Vader Kerstmis is al jaren vastgevroren aan je poolkap
Sinterklaas beveelt er zwarten, onder schimmeltrippeltrap
Ruud Lubbers is al jaren jouw minister-president
En jij bent braaf getrouwd, met een vrouw die je niet kent

En jij probeert mij katten in je rotzak te verkopen
Lukt dat niet direct, dan gaan ze zwemmen leren
Zo is alles valse schijn, van je knoken tot je knopen
God heeft jou gemaakt, mijn vriend, en deed dat zonder kleren.

Ik wil naar Bapetikosweti!

Ik wil naar Bapetikosweti!
Een thuisland voor Chielies, dat lijkt me nou fijn
Ik heb zelden zo krachtig gelachen
Als toen Pieter-Dirk Uys het irrationele
Aan ’t lullen van Pik, dus het tamelijk vele
Met varkensoogjes, vanonder plaggen
En hitlersnor duidde, hohelp dat was gein
Hè?

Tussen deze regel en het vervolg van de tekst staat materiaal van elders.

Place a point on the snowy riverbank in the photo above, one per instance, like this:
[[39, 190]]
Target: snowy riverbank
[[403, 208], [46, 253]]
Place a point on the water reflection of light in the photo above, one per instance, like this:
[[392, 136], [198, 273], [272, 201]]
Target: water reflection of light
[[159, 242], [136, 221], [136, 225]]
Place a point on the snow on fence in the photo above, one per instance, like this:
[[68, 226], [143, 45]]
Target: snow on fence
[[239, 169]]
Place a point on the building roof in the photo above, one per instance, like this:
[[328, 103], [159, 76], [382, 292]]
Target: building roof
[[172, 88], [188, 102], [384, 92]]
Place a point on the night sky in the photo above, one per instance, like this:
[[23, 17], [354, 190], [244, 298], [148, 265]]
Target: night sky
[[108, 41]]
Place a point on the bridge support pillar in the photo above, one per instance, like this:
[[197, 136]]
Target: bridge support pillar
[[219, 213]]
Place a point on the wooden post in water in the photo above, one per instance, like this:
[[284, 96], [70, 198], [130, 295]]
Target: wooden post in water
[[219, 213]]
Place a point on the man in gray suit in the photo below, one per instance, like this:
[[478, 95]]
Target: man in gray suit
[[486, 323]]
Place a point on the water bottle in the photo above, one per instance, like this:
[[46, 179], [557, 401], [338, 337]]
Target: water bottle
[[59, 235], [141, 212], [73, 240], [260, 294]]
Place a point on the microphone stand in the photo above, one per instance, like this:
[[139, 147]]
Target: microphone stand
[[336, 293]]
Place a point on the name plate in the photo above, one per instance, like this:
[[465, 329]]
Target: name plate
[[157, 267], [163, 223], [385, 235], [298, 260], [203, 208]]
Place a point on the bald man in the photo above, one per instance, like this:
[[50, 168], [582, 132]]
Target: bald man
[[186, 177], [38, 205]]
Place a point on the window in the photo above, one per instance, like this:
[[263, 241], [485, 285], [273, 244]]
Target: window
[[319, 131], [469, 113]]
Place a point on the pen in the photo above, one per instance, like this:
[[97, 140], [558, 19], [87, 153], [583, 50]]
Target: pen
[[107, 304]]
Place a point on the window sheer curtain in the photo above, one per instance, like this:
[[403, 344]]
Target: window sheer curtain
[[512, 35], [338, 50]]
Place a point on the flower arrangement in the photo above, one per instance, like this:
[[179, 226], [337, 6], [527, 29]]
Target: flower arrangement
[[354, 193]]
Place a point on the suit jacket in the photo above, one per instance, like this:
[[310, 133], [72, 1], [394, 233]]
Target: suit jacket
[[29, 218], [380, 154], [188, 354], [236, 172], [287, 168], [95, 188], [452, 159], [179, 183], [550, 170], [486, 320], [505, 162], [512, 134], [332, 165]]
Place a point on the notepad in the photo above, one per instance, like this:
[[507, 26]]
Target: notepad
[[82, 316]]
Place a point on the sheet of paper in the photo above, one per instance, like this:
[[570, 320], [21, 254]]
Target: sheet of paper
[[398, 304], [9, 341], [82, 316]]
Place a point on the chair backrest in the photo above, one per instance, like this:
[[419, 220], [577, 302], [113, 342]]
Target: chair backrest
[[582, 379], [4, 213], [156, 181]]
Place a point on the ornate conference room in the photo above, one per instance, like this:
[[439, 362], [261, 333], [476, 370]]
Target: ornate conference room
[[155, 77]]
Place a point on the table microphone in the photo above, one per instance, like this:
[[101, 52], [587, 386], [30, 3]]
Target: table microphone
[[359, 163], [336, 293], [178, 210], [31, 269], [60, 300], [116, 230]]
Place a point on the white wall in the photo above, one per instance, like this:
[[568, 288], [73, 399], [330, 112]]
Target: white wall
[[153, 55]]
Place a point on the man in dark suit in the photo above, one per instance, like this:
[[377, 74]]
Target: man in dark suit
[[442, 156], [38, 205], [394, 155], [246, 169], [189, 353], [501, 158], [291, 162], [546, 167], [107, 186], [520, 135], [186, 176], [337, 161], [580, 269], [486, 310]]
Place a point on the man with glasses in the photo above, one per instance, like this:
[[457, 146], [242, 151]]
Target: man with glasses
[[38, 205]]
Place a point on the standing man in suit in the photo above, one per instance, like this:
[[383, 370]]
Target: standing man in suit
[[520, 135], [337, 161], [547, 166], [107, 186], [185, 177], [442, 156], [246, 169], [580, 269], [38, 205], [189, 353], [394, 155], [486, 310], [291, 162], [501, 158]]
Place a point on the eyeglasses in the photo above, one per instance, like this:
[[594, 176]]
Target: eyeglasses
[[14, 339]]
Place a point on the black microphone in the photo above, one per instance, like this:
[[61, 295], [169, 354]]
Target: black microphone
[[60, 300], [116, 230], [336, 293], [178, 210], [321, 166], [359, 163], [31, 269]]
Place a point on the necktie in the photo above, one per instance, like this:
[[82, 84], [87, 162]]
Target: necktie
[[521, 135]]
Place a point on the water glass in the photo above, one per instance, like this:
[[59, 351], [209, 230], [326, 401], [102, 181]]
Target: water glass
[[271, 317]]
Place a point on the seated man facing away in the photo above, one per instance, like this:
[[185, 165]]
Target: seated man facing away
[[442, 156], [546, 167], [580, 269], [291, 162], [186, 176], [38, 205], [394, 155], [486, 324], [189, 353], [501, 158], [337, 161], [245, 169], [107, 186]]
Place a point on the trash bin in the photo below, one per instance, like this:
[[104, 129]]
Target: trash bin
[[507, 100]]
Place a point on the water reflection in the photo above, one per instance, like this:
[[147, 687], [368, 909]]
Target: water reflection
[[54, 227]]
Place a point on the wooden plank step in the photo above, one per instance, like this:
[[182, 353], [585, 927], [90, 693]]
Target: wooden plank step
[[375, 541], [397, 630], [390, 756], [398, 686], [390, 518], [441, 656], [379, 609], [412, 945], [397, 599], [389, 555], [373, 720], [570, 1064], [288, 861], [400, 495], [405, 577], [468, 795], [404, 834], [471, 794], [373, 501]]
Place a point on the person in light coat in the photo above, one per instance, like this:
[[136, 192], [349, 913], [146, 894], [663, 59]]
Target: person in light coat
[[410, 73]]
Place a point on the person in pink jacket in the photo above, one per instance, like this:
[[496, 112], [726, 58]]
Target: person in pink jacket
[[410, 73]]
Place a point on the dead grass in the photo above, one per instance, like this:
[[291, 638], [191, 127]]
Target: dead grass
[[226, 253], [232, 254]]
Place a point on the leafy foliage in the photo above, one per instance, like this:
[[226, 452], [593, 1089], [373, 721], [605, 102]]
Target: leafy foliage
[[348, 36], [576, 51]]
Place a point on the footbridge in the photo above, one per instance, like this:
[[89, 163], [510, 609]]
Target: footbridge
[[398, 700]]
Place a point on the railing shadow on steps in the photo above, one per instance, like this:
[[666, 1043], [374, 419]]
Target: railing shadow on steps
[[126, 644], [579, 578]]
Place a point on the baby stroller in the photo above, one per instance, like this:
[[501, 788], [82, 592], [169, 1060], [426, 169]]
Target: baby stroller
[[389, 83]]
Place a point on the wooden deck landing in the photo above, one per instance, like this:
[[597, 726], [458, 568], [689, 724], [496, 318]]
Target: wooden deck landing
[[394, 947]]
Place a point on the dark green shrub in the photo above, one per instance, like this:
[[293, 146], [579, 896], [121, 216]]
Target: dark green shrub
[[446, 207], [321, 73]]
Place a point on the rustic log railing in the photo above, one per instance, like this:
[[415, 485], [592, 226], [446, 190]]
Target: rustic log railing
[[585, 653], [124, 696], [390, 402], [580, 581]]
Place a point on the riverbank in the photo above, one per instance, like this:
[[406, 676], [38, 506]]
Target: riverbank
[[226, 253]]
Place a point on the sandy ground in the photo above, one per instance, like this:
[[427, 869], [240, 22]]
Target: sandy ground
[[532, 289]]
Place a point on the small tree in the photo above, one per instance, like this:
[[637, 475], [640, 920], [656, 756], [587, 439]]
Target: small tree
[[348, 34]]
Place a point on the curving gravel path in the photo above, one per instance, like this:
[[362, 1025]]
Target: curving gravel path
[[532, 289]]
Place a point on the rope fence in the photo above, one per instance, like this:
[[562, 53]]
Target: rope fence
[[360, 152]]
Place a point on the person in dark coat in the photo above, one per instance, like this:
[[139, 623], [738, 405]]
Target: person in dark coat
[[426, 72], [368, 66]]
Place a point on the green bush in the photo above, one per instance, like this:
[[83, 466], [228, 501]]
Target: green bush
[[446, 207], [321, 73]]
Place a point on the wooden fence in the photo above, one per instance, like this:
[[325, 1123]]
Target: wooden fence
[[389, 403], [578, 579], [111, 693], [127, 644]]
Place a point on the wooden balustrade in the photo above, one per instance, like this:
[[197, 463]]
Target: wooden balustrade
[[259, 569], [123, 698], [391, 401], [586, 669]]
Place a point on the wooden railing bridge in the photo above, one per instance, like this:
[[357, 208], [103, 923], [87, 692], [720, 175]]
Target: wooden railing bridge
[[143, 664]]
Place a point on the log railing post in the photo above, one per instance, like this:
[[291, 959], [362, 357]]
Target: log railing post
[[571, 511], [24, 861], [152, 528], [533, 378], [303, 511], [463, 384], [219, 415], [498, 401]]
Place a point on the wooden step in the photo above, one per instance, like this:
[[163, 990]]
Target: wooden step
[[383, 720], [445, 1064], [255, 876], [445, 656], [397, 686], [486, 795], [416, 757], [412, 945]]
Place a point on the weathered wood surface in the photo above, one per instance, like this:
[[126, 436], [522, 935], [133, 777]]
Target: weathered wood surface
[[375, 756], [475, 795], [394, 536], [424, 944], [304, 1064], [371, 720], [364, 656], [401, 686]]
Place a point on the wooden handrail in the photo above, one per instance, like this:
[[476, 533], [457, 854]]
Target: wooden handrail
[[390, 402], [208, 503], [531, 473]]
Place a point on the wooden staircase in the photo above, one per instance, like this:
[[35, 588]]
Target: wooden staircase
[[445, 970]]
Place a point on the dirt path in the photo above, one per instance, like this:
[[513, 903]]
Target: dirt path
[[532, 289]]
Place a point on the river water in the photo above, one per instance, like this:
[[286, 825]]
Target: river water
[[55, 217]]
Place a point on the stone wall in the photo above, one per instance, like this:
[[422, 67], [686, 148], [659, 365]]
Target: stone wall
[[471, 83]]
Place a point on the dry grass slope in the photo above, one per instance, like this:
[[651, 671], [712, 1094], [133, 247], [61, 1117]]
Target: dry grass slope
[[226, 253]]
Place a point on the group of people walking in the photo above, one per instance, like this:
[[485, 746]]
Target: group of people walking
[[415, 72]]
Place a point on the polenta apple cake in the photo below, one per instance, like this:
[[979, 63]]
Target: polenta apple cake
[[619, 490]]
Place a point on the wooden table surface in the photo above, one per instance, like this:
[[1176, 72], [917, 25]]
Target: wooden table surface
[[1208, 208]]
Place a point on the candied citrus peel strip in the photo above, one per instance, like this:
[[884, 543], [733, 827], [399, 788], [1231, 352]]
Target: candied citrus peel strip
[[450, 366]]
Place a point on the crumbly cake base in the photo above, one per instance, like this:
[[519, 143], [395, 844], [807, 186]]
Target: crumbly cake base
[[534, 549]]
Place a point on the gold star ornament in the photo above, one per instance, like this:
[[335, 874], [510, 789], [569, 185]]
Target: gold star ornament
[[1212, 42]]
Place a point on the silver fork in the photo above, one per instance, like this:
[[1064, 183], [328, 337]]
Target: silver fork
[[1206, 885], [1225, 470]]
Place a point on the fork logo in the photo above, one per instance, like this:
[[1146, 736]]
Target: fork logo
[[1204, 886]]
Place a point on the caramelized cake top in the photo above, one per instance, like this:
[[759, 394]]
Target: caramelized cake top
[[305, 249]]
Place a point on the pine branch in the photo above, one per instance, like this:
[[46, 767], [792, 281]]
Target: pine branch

Nee, ik verzin het niet, zo héét-ie!

Rein

In zacht, verhelderend middaglicht
Flits ik, tweehoog, met de wind in mijn oren
Door luchten die zelfs nihilisten bekoren
Ik zweer dat ik zwaar voor hun schoonheid zwicht

Maar ik kan niet aan stalen staketsels voorbijgaan
Die binden de blik en doorsteken het uitzicht
Van hier, in de zon, tot daar, waar het weerlicht
Zachtjes zakt uit mijn ooghoek een traan

Maar mijn rede wil zulk een gezwijmel beteugelen
Industrie is iets nuttigs
Niet meer gaan dromen en helderblauw vleugelen

Nooit meer verloren gaan, bodemloos bammen
Hippies zijn iets truttigs
Maar bedrog is er moeielijk uit te rammen.

Wat leeft?

Wie weet wat Willem werkelijk wil?
Zacht schimmelend ligt kefir stil
Terwijl ik welf van goede wil –
Ik kan er niet meer tegen:
Niet te vreten in de regen.

Wanda

Vergeef mij, dit leidt tot verwarring
Maar mijn oor, dus mijn hart
Is van rede de dief
Vandaar mijn in corde zo strakke verstarring
Ik moet dit bekennen, al valt dit mij hard
Door de schaamte, ik vind u zo vreselijk lief.

Voor de Vlaamse Wanda.

Van mensen en potloden

Ja, daar is Peter
Maar waar is zijn kader
De bladzijden, mal
Voor zijn malle bestaan?

Zijn lijnen steeds beter
Verfijnder, niet kwader
Steeds minder in tal:
Heiho, de stripfiguur stormt aan.

Kruyswijk, niet Bruyn.

Oud en nieuw, er was eens…

Vantussen de kussens komt heel eng de slungelman
Strevend naar doodslag om later te leven
Of niks was gebeurd, heel de fikse tijd sof
Maar voortdurend ertussen zijn neus en lang haar

Als tussen de bussen de verfzwengelaar
Reeft om de ranzige rotjongens heen
Vol vis, is dat lekker, maar dienstelijk dom
Baardgurend, lussend de leus, vissen maar!

De koning kraait kierend in krotten tekeer.

10TV

Zo de man, zo zijn hond
Zo ook mijn mitrailleur
Alwetend dat ik zeur –
Een cirkelvormig eenheidsrond

Morgen zonder zorgen op
’t Vehikel staat al klaar
Milieu is een gebaar
Zo zetten wij daar borgen op

En Hennie Huisman, hulde hem
Zijn lach, zijn ogen, zijn gegil
Falsettokuiken zonder stem

Maar Joop dat is de grootste
Zo kleingeestig sterk zijn bril
Ons Jopie is de Joodste.

Punt.

Lamschap is langer dan leven
Te sterk en te slap
Ruim en krap
Strak en beven

In trein Amsterdam-Haarlem met Nils Mühlenbruch, na door hem rondgeleid te zijn in de Rietveld Academie.